Troubles de voisinage : le Sénat vote pour limiter les recours
Après lui avoir apporté quelques retouches, le Sénat a adopté ce 12 mars la proposition de loi issue de l'Assemblée et visant à réduire les conflits de voisinage, notamment à la campagne.
Après l'Assemblée nationale en décembre dernier (lire notre article), le Sénat a approuvé ce 12 mars la proposition de loi "visant à adapter le droit de la responsabilité civile aux enjeux actuels" et qui a principalement pour objet de limiter les conflits de voisinage à la campagne. Brandi comme réponse aux agriculteurs qui font face à une multiplication de plaintes de néo-ruraux s'installant à proximité d'exploitations parfois bruyantes, le texte porté par la députée Renaissance du Morbihan Nicole Le Peih introduit dans le code civil le principe d'une responsabilité fondée sur les "troubles anormaux de voisinage", une notion qui existait déjà dans la jurisprudence mais n'était pas codifiée. La proposition de loi insère aussi une exception de taille, qui dégage l'auteur de toute responsabilité lorsque ce trouble découle d'activités préexistantes à l'installation de la personne qui s'estime lésée.

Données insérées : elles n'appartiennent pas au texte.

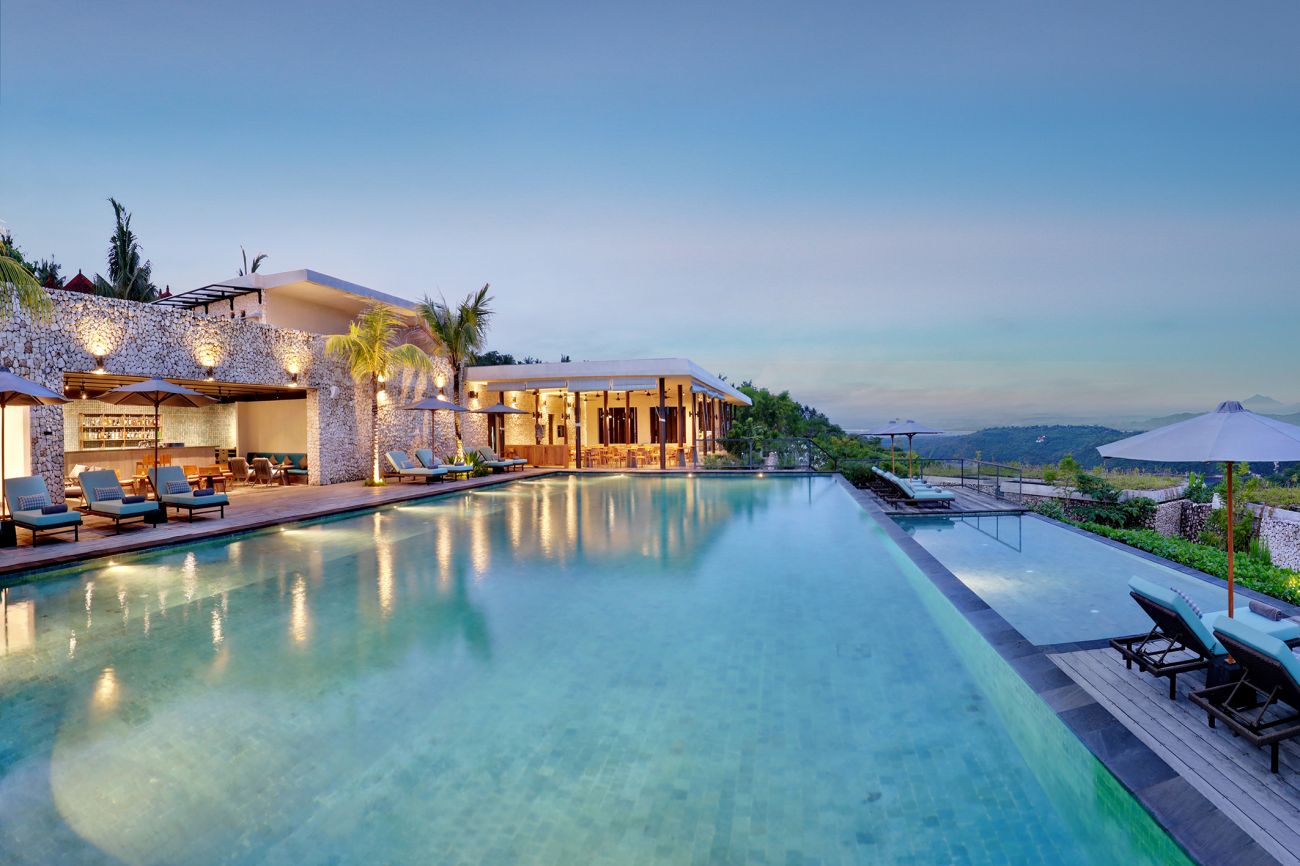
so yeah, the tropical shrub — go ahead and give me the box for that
[1078,523,1300,605]
[1185,471,1213,504]
[840,463,875,488]
[1030,499,1067,521]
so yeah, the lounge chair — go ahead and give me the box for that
[870,466,954,508]
[4,475,82,544]
[1111,576,1300,699]
[1190,616,1300,774]
[472,447,524,472]
[148,465,229,522]
[415,449,471,478]
[79,469,160,533]
[385,451,448,483]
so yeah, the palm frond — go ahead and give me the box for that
[0,253,53,321]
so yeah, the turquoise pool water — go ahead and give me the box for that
[895,513,1228,646]
[0,476,1188,865]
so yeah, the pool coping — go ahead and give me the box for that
[835,475,1278,866]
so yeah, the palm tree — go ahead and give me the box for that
[0,236,53,321]
[94,198,158,301]
[326,304,433,485]
[412,284,493,452]
[238,246,267,276]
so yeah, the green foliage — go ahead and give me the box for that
[94,198,159,301]
[1061,467,1156,529]
[1079,522,1300,605]
[840,463,875,488]
[414,284,494,448]
[326,304,434,484]
[473,350,546,366]
[0,232,54,320]
[461,450,492,477]
[1185,471,1213,504]
[1031,499,1068,521]
[1201,503,1254,553]
[1249,537,1273,567]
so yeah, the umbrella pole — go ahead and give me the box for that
[1227,461,1235,618]
[908,434,915,479]
[890,435,896,474]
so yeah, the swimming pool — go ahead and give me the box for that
[0,476,1188,864]
[895,513,1228,647]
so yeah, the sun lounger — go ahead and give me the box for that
[415,449,471,477]
[472,447,525,472]
[385,451,448,483]
[4,475,82,544]
[148,465,229,522]
[870,466,954,508]
[1190,615,1300,774]
[1111,576,1300,699]
[79,469,160,533]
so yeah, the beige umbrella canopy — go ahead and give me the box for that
[97,378,215,492]
[1098,400,1300,616]
[402,396,469,456]
[870,420,943,478]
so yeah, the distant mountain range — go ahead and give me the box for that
[1134,395,1300,431]
[913,425,1131,469]
[911,422,1296,473]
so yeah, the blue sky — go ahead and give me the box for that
[4,1,1299,428]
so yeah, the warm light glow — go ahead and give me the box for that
[435,374,446,389]
[290,575,309,643]
[92,667,119,711]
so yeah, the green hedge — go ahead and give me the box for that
[1077,522,1300,605]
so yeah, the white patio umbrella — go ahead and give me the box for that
[866,419,902,474]
[0,368,69,542]
[1097,400,1300,616]
[97,378,215,495]
[884,420,944,479]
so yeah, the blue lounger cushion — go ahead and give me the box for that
[1130,577,1299,655]
[93,500,160,517]
[13,508,82,529]
[163,490,229,506]
[1213,615,1300,686]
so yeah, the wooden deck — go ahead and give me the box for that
[0,469,552,579]
[1053,647,1300,866]
[871,483,1026,516]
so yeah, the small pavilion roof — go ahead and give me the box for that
[465,358,751,405]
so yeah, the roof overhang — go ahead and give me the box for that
[153,269,417,315]
[466,358,751,406]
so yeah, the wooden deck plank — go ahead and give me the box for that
[1053,648,1300,866]
[867,483,1026,516]
[1,469,553,579]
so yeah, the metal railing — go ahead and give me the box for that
[841,456,1025,499]
[701,436,840,471]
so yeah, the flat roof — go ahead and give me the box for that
[154,269,416,313]
[465,358,751,405]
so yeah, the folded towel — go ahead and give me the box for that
[193,488,215,497]
[121,495,146,504]
[41,504,68,515]
[1249,599,1286,621]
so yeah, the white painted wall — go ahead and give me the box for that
[2,406,31,480]
[236,400,308,455]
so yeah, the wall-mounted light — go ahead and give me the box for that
[93,355,106,375]
[435,374,446,389]
[204,365,215,381]
[289,371,300,387]
[468,390,478,400]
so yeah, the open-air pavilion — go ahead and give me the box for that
[464,358,751,469]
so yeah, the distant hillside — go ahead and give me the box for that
[914,425,1129,468]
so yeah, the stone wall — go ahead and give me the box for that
[1150,499,1183,535]
[6,289,454,498]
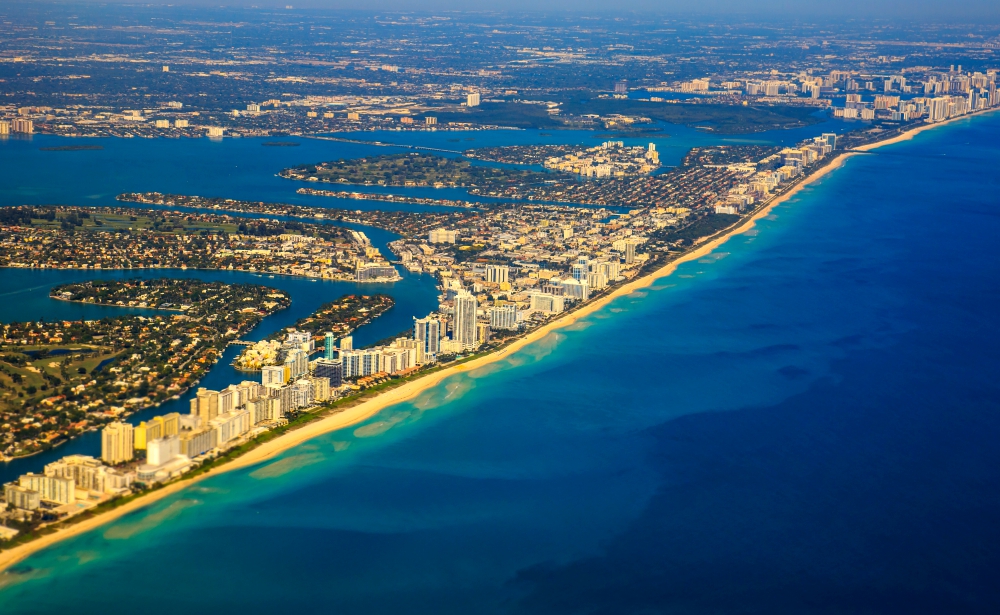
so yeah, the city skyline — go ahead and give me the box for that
[0,3,998,612]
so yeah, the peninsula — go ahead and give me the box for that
[2,109,998,573]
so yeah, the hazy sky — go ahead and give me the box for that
[55,0,1000,20]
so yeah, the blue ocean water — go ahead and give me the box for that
[2,112,1000,613]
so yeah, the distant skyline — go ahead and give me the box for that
[14,0,1000,21]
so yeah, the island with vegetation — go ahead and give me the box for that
[558,97,825,133]
[117,192,472,236]
[279,153,556,188]
[0,205,393,281]
[416,99,824,134]
[465,144,588,166]
[0,279,289,459]
[295,187,482,209]
[51,278,291,316]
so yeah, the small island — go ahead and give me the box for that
[1,204,399,282]
[51,278,291,315]
[467,141,661,177]
[279,153,553,188]
[39,145,105,152]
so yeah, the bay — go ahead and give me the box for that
[0,116,852,213]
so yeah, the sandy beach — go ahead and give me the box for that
[854,106,1000,152]
[0,109,991,574]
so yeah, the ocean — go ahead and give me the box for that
[1,112,999,613]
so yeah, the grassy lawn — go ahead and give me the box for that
[27,212,240,235]
[0,344,117,412]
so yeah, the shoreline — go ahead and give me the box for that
[0,109,991,575]
[854,107,1000,152]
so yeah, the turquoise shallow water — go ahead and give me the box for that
[2,113,1000,613]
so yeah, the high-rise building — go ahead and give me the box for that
[307,375,331,402]
[414,316,442,358]
[489,305,518,331]
[4,484,40,511]
[614,80,628,94]
[393,338,424,365]
[292,379,314,408]
[595,260,621,281]
[134,420,163,450]
[587,271,609,290]
[324,332,336,360]
[485,264,509,284]
[180,427,216,459]
[338,348,386,379]
[339,350,362,379]
[261,365,286,386]
[44,455,106,493]
[219,387,236,414]
[101,422,134,464]
[285,349,309,380]
[560,278,590,301]
[11,118,33,134]
[190,388,219,423]
[147,436,181,466]
[477,322,491,346]
[313,358,343,388]
[19,473,74,505]
[821,133,838,150]
[356,262,398,281]
[530,293,566,314]
[929,96,951,122]
[625,242,636,265]
[340,335,353,351]
[211,410,251,446]
[158,413,180,437]
[287,330,313,351]
[428,228,458,244]
[425,116,437,125]
[453,290,479,350]
[248,398,270,426]
[467,92,481,107]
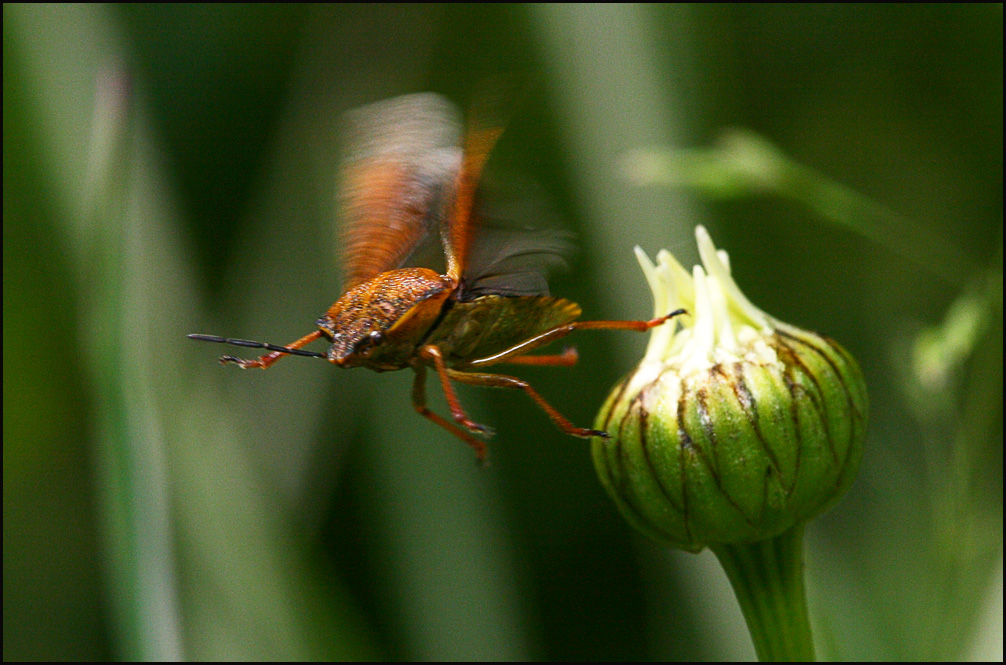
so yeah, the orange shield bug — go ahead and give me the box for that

"J'entends les préoccupations de nos agriculteurs, de plus en plus souvent confrontés à des néoruraux souhaitant s'installer au vert sans en accepter toutes les conséquences. Ce n'est pas acceptable, a déclaré le ministre de la Justice Éric Dupond-Moretti devant les sénateurs. Si l'on choisit la campagne, on doit l'accepter telle qu'elle est, avec ceux qui la font vivre."
De nouvelles précisions pour les activités économiques et agricoles
Les sénateurs ont modifié le texte issu de l'Assemblée nationale en restreignant l'application de cette exception aux seules "activités économiques", et en l'élargissant lorsqu'elle concernera les activités agricoles. "Un agriculteur qui est obligé de se mettre aux normes et se voit alors condamné pour troubles de voisinage, il se retrouve dans une injustice flagrante", a dénoncé le sénateur LR de Haute-Loire Laurent Duplomb. Ainsi, la responsabilité ne s'appliquera pas non plus si le trouble provient "d'activités agricoles" qui se sont poursuivies "postérieurement" à l'installation, "dans des conditions nouvelles résultant de la mise en conformité" de l'activité à de nouvelles normes ou s'il n'est pas constaté "une aggravation substantielle du trouble par sa nature ou son intensité". Ils ont aussi précisé la notion d'installation, qui présentait selon eux l’inconvénient de ne pas renvoyer à un acte juridique mais à un critère factuel sujet à interprétation. En renvoyant à "l’acte ouvrant le droit de jouissance de la personne qui allègue subir le dommage ", ils y voient le double avantage "de prévoir une datation précise et de renvoyer à une réalité juridique plus objective et conforme au principe selon lequel 'celui qui vient aux nuisances ne peut s’en plaindre'".
Le gouvernement a accueilli avec scepticisme ces évolutions, estimant que le texte devait s'appliquer également en ville, sans le restreindre à des activités économiques. "La restriction aux seules activités économiques ne correspond pas à l'esprit du code civil, qui a vocation à être le plus général possible, a estimé Eric Dupont-Moretti. De même, la référence à l'acte ouvrant le droit de jouissance, qui n'inclut ni les permis de construire ni les actes authentiques de vente, restreint excessivement la portée du texte." Le garde des Sceaux a également craint une inconstitutionnalité du dispositif spécifique aux agriculteurs.
Exception pour les aires de jeux des crèches
En séance, les sénateurs sont également parvenus à introduire, contre l'avis du gouvernement, une autre exception pour que les "effets sonores causés par les enfants" dans les aires de jeux des crèches, en particulier, ne soient pas assimilés à des "troubles anormaux du voisinage".
Le texte a été soutenu par la majorité sénatoriale de la droite et du centre. Le groupe écologiste a voté contre tandis que les socialistes se sont abstenus. Députés et sénateurs devront désormais s'accorder sur un texte de compromis lors d'une commission mixte paritaire (CMP).